Dady Saleh, a professor of economics, said that given the Congolese economy is a net importer, the local industry is bound to face stiff competition that could undermine local production.

“If you look at the economic cycle, we are not well off on the production side. We are below the regional average. We have few distribution structures from a logistical point of view. We are dependent on the outside. In my opinion, the Congolese economy is not yet ready to join the East African Community. In the current state of the Congolese economy, in the long term, this will inevitably destroy our production capacity,” he said, adding: “The other countries in the EAC will produce at a lower price than us. As a result, our products will be more expensive and will no longer be consumed.”

Prof Saleh said the decision-makers need to “examine the issue in-depth, rather than just seeing the political aspect of this membership.”

Movement

Nicaise Kibel Bel, a security expert based in Goma, in restive eastern DRC, opined that “the DRC does not have much to expect from other countries in the East African Community.” The country, he said, “must manage to change the balance of power by our demographic weight and resources”.

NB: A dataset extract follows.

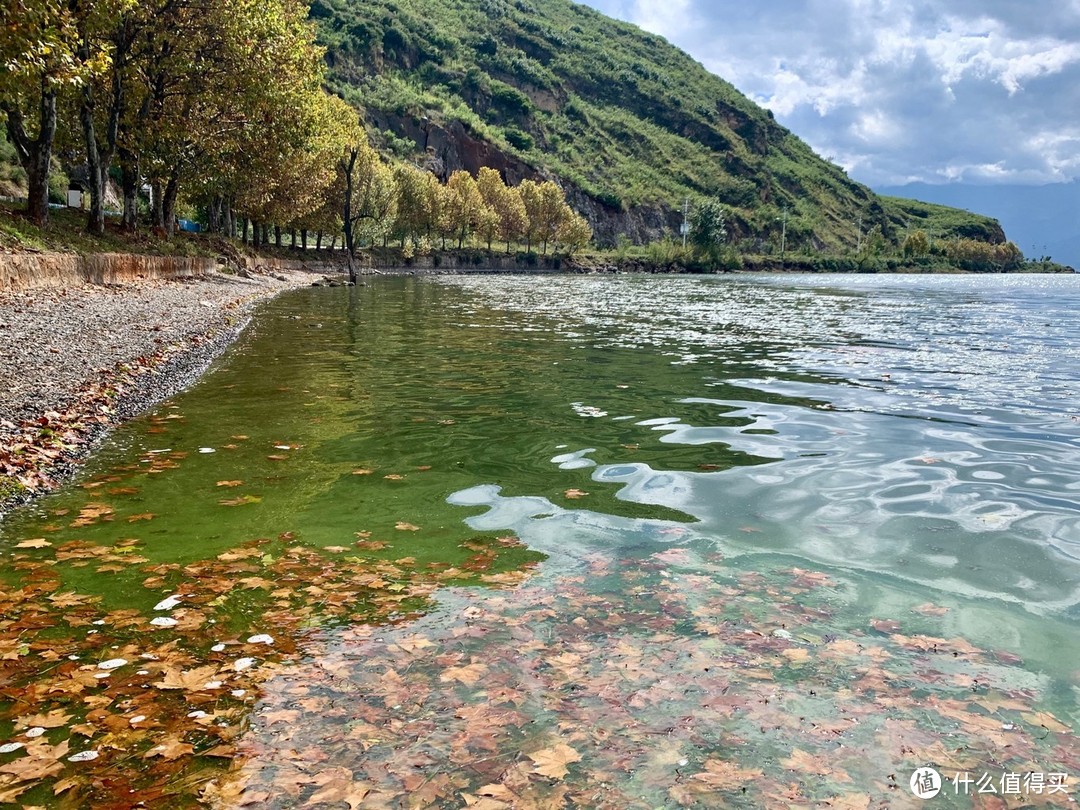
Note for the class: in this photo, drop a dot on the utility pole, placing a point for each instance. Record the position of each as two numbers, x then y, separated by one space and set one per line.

He, however, backs the membership.

“For decades, Kinshasa has been a distant city for the people of the country’s east compared to Kampala, Kigali or Nairobi. Trade and exchanges are more with neighbouring countries than with Kinshasa. It is in our interest to join in order to know what is going on there,” he said.

Akilimali Chomachoma, a journalist based in Goma, echoed Mr Bel’s sentiments saying, “To travel from Goma to Kinshasa and back, you have to spend more than $450 on plane tickets, while to go to Rwanda from Goma, you just need $5 and $75 to go to Kampala.”

Some provinces in eastern DRC have easy access via roads to East African countries, while to reach the capital Kinshasa and other western provinces, the only way is by plane, with expensive fares.

DRC borders five EAC member states: Tanzania, Uganda, Rwanda, Burundi, and South Sudan. Only Kenya does not share a land border.